Blackacre
Blackacre
Rural land has all but disappeared in Jefferson County, and with it, our only ties to the history of Kentucky’s earliest settlements.
The Blackacre State Nature Preserve and Historic Homestead preserves the precious traces to our past, that have been all but erased in Louisville’s expansion and development of our rural land.
This rural historic district was added to the National Register of Historic Places in 1986. The pattern of fields, woods, and streams at Blackacre remains much the same as it was well over 200 years ago.
In the 1790s, Moses Tyler built the double-crib Appalachia style barn that still stands today.
Moses deeded his homestead to his son Presley, and in 1844, Presley built the two-story brick house, now known as the “Presley Tyler 1844 Farmhouse”. The house was situated on the old Mann’s Lick Rd. that led to the prominent salt works in the area. By 1879 Tucker Station Rd., named for the nearby railroad stop, had replaced the original road.
The farm was sold in 1879, and again in 1885, and again, and again, and again in 1939, when William and Elsie Woodward bought it for a summer residence, had plumbing and electricity installed, and named the farm ‘Land O’Skye’. Their friends, Jefferson Circuit Court Judge Macauley and Emilie Smith, purchased the farm in 1950, and renamed it “Blackacre”.
In the face of the encroaching suburban development, the Smiths wanted to preserve their land in its idyllic state, so that future generations might see and learn about farm life.
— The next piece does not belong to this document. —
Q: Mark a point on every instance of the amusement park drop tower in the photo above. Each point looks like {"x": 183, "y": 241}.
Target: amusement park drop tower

In 1979 they donated their 170 acre parcel to the Kentucky State Nature Preserves Commission, while creating “The Blackacre Conservancy”, for the purpose of “preserving the land for passive recreation and interpretive nature education”. It was Kentucky’s first state nature preserve.
The Smith family’s relationship to the Blackacre Conservancy continues today, several additional properties surrounding Blackacre’s original 170 acres have been purchased, to provide a buffer against development.